今日6月10日は「時の記念日」。芸術の中でも、音楽は時間芸術だといわれますが、時間の流れの中でのみ味わうことができ、とくにテンポや細かな間合いがとても大切な音楽というものは、究極の時間芸術といえるかもしれません。

さて、時間にまつわるクラシックとして一番に思い出されるのは、バロック時代の作曲家、ハイドンの交響曲第101番「時計」です。ハイドンは、叔父に歌の才能を見出され、8歳でのちのウィーン少年合唱団となるシュテファン大聖堂の少年聖歌隊に入団。そして声変わりを迎えた頃、新しいハサミを試そうとして友人のカツラを切るという事件を起こして合唱団をクビになり、17歳でウィーンの街に放り出されてしまいました。しかし演奏活動をしながら作曲の勉強を重ね、音楽家として頭角を現したのです。

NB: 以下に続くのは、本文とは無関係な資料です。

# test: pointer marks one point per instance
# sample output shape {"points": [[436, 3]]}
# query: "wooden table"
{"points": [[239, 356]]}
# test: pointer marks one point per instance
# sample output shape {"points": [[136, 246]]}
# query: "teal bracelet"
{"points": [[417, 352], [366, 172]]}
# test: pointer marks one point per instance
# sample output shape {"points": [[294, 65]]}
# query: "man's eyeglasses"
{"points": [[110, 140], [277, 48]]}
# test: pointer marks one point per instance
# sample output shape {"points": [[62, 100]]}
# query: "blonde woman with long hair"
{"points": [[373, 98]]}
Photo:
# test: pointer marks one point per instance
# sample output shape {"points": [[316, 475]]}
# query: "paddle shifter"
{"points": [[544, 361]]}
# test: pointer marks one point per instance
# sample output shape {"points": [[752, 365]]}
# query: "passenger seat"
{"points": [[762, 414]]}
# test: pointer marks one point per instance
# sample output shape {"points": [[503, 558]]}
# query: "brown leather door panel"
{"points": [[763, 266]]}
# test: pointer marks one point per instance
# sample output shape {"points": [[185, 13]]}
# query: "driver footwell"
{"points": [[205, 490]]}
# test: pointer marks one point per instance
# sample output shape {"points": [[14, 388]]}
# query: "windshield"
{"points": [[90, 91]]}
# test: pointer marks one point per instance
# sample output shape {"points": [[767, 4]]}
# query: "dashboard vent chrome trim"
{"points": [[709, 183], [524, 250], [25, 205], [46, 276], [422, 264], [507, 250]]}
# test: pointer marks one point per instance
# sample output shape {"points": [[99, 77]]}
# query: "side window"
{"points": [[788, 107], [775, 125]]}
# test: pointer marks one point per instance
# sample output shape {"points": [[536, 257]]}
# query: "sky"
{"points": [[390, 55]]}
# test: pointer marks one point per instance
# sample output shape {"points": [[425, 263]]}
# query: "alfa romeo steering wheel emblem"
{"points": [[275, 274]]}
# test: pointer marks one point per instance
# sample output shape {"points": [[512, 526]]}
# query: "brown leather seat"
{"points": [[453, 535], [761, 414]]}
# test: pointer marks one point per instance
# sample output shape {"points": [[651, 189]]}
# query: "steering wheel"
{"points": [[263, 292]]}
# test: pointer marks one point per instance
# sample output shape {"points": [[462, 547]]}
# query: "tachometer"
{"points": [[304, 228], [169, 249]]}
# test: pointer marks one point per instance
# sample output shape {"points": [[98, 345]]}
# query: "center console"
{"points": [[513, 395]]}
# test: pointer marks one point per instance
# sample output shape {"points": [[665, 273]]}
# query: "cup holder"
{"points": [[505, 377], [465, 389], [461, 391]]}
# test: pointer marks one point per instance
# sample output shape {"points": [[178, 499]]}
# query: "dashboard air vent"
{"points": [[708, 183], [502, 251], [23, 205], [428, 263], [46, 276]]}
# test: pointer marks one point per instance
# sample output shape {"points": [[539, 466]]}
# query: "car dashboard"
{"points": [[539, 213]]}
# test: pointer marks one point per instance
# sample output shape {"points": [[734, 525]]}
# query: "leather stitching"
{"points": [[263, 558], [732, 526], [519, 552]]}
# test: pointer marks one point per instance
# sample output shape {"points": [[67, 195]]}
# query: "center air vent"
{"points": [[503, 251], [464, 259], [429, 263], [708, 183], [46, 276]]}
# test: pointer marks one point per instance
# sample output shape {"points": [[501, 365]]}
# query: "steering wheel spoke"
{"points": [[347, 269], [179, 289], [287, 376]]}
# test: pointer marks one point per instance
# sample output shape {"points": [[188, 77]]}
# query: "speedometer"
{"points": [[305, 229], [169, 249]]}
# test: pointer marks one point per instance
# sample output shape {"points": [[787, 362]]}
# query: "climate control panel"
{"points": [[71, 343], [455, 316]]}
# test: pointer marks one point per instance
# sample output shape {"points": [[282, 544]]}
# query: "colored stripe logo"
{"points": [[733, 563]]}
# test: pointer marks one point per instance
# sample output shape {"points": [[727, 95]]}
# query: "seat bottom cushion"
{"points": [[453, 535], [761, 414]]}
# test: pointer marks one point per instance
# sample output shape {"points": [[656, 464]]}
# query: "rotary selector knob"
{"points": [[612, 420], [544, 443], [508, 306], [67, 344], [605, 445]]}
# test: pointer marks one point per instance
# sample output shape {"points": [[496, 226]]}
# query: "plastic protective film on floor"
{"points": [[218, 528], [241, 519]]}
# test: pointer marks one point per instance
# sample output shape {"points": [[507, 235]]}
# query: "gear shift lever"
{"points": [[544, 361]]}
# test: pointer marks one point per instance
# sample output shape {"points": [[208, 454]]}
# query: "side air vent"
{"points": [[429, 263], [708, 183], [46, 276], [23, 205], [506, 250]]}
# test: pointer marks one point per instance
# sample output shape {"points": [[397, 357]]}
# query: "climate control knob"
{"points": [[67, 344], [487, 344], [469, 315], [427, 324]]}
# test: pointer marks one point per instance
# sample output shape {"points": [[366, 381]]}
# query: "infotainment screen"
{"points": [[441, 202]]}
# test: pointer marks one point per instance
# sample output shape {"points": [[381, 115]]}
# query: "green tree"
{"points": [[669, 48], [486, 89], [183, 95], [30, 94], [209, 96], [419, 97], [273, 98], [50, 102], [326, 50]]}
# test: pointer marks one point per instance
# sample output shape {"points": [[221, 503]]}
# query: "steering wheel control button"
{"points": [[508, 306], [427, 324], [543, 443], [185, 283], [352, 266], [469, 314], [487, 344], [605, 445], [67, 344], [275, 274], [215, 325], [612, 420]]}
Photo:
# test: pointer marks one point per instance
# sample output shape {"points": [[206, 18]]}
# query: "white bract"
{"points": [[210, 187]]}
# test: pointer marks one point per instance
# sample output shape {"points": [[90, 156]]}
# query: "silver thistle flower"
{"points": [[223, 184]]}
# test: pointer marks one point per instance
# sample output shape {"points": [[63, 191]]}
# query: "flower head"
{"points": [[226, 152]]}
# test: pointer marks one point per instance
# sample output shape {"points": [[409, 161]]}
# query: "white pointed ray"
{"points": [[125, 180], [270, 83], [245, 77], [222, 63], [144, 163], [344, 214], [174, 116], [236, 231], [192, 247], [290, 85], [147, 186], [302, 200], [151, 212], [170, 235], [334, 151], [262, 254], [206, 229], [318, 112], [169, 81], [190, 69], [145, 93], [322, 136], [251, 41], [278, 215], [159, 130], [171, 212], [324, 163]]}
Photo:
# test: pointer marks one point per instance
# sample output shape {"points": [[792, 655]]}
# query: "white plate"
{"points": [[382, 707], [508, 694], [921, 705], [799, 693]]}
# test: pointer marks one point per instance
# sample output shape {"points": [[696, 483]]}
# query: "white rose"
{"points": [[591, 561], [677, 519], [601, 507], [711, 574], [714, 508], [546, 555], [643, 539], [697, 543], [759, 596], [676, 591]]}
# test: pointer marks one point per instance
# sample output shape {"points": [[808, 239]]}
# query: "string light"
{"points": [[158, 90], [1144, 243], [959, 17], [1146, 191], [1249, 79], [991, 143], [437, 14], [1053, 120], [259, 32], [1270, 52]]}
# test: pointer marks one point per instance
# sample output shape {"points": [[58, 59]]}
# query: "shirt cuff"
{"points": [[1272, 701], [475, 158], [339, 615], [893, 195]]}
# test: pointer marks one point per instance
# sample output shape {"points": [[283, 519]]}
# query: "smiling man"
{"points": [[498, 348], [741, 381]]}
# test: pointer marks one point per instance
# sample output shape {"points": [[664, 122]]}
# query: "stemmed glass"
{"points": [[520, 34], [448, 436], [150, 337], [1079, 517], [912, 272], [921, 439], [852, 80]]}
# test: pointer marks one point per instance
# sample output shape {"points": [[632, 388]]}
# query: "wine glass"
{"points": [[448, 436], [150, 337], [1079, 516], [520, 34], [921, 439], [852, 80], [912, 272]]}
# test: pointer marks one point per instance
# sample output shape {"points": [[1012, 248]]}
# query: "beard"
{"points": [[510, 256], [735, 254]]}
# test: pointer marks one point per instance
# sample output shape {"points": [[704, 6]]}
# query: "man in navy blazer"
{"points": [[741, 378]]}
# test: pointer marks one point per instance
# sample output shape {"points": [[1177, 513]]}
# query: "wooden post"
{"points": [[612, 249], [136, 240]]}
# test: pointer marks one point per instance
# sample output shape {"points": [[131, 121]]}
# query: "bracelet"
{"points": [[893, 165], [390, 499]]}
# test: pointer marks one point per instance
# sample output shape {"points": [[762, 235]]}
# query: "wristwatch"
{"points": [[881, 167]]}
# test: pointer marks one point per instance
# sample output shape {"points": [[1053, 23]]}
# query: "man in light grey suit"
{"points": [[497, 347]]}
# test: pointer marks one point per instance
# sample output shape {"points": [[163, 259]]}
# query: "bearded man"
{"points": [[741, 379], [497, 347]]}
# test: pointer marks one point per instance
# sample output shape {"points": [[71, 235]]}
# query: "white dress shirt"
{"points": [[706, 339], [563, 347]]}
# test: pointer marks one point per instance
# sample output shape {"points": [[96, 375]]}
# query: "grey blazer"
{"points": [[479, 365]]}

やがて宮廷の楽長に就任すると、人格者で面倒見もよかった彼は、楽団のメンバーから、「パパ・ハイドン」と呼ばれ、慕われました。ハイドンの楽しい人柄は、変わった愛称を持つ数々の交響曲からも窺い知ることができます。演奏会で居眠りする人を驚かせるべく、思いがけないところで大音量を鳴らす、交響曲第94番「驚愕」は、そのユーモアセンスが発揮された作品のひとつ。終楽章で徐々に楽団員が去り、最後には誰もいなくなる第45番「告別」、演奏中ヴァイオリンが突然調弦を始める第60番「うかつ者」、人物を模写するようなユーモラスな曲想を持つ第55番「校長先生」などからは、交響曲の父と呼ばれるような大家でありながら、遊び心を失わない作曲家だったことがわかります。

交響曲第101番の「時計」という愛称は、ハイドン自身が付けたものではなく、第2楽章でメロディの下に刻まれる音楽が時計の振り子のようだということから、19世紀になってつけられたものです。